I don’t know about you, but I’m a witness that if you trust his promises, the Lord will go before you to straighten out situations, calm anxieties, allay perplexities before you get to them. He will go before you into a meeting, and by the time you get there, he will have smoothed out the ruffled waters. I know that it gets rough sometimes, but that same Jesus who sends you into the storm is also able to go before and smooth the rough, make straight the crooked, exalt the valleys, and level of the high mountains.

You may say that nothing of significance ever happened in a graveyard. But I say unto you that humankind’s greatest discovery occurred not when the atom was split nor when we learned to harness and channel the power of electricity. Neither did it take place in a school or laboratory. But our greatest discovery occurred when a few women went to a graveyard looking to anoint the dead body of a good man only to discover a living Lord with a glorified body. The greatest battle that humankind ever fought was not at Waterloo, Gettysburg, or Hiroshima. The greatest of all battles was fought in a lonely graveyard when Jesus Christ took on death, hell, and the grave, and came forth with the keys in his hand. Jesus Christ went to hell and done enough damage there that I don’t have to go there if I don’t want to.

The Good News that I announce to you is that Jesus won! He is the victor, the winner henceforth, and the champion forevermore. He is Kings of Kings, and he is Lords of lords, and he is the Great I Am, and he in the Risen One.

The greatest pronouncement that was ever made came not from the United Nations, the Oval Office, or the Kremlin. But came, rather, from a graveyard when the angel of the Lord spoke to a few women and said, “Fear not ye: for I know that ye seek Jesus, which was crucified. He is not here: for he is risen, as he said. Come, see the place where the Lord lay. And go quickly, and tell his disciples that he is risen from the dead; and, behold, he goeth before you into Galilee; there shall ye see him: lo, I have told you.”
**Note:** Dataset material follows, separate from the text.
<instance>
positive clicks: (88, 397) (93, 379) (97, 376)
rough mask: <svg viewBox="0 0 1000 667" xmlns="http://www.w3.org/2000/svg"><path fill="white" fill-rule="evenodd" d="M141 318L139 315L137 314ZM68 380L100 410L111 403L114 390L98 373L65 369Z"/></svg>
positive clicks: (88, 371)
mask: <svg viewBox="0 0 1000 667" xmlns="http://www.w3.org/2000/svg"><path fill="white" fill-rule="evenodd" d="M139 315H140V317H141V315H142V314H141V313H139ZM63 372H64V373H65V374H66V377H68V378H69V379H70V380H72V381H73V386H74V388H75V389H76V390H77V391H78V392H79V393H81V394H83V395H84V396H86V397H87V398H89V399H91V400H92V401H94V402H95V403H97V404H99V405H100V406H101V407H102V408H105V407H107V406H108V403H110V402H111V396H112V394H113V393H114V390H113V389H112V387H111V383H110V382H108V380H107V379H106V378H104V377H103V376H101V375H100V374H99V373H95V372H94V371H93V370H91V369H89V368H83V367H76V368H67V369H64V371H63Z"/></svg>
So then it was not only in the deed of the cross but also in all that came out of a graveyard that first Easter morning that shows once again that (1 Cor 1:27-28) “But God hath chosen the foolish things of the world to confound the wise; and God hath chosen the weak things of the world to confound the things which are mighty; And base things of the world, and things which are despised, hath God chosen, yea, and things which are not, to bring to nought things that are:”

And so from a lonely graveyard comes a message that still gladdens the hearts of people everywhere who hear it.

C O yes He’s risen here today, He’s no longer where He lay,
He has risen for I feel him in my soul,
When His work on earth had ended, on to glory he Ascended
He has risen for I feel Him in my soul.